Singapore, 25 May 2021 – The Ministry of Trade and Industry (MTI) maintains 2021 GDP growth forecast at 4.0 to 6.0 per cent amidst significant uncertainties arising from the COVID-19 pandemic. MTI will review the forecast again in the next quarter, when there is more data, and greater clarity over the global and domestic economic situations.
In general, the Singapore economy expanded by 1.3 per cent on a year-on-year basis in 1Q 2021, a reversal from the 2.4 per cent contraction in 4Q 2020. On a quarter-on-quarter seasonally-adjusted basis, the economy grew by 3.1 per cent, extending the 3.8 per cent expansion in 4Q 2020.
The construction sector contracted by 22.7 per cent year-on-year, improving from the 27.4 per cent contraction in 4Q 2020. The performance of the sector was weighed down by declines in both public and private sector construction works. On a quarter-on-quarter seasonally-adjusted basis, the sector grew by 5.0 per cent, extending the 55.6 per cent expansion in the fourth quarter.
Within Southeast Asia, economies such as Malaysia, Indonesia and Thailand are projected to rebound in 2021 from the contractions in 2020, supported in large part by external demand. However, the extent of their recovery hinges on their respective COVID-19 situations. While the number of new COVID-19 infections has appeared to stabilise in economies such as Indonesia, others like Malaysia, Thailand and Vietnam are grappling with a resurgence of infections, which is likely to be a drag on their economic recoveries.

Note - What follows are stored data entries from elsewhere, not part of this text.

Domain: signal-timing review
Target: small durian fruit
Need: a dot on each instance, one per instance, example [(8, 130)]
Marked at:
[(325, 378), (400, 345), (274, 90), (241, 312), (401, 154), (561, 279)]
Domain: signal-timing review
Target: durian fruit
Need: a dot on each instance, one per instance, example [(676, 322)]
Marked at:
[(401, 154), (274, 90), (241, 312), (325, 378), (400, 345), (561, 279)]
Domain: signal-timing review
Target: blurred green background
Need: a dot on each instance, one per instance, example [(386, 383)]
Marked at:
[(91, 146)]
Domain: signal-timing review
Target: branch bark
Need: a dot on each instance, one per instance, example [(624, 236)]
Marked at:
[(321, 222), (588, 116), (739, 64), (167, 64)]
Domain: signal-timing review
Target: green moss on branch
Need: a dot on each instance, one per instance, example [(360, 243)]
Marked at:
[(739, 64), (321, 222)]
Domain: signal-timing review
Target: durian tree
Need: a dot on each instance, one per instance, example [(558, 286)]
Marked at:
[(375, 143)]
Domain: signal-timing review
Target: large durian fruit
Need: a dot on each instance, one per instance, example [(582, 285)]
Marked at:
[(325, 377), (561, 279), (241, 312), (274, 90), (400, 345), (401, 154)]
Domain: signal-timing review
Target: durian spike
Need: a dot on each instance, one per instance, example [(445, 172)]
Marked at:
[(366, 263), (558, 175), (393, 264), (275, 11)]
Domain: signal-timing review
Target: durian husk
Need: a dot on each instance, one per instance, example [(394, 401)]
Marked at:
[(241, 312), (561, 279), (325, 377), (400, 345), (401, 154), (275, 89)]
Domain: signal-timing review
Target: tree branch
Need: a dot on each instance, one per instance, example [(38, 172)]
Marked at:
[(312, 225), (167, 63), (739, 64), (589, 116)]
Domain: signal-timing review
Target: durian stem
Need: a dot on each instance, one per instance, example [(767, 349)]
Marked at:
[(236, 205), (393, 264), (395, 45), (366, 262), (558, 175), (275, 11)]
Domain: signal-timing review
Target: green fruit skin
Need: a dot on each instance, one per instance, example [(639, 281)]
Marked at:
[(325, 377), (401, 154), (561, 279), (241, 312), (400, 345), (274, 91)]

Domestically, the performance of the Singapore economy in the 1Q 2021 was stronger than expected. While the recent tightening of domestic restrictions and border controls represents a setback to segments of the economy, the broader economy should still see a recovery this year in tandem with the global economic rebound and further progress in the domestic vaccination programme.
Against this backdrop, the pace of recovery of the various sectors of the economy this year is likely to be more uneven than earlier expected. First, outward-oriented sectors, including trade-related services sectors (e.g., wholesale trade), are projected to benefit from the pickup in external demand. In particular, the manufacturing sector is expected to expand more strongly than earlier projected due to robust semiconductor demand from the 5G and automotive markets. At the same time, growth in the finance and insurance and information and communications sectors is likely to remain strong, supported in part by further improvements in domestic and foreign credit demand, as well as healthy demand for digital solutions and games and software publishing activities, respectively.
The construction and marine & offshore engineering sectors are projected to see some recovery from the low base last year. However, recent border restrictions on the entry of foreign workers from South Asia will exacerbate ongoing severe labour shortages at construction worksites and shipyards. The manpower crunch, along with the requirement to comply with safe management measures, will significantly impede the recovery of these sectors. Their output is thus projected to be substantially below pre-COVID levels even by year-end.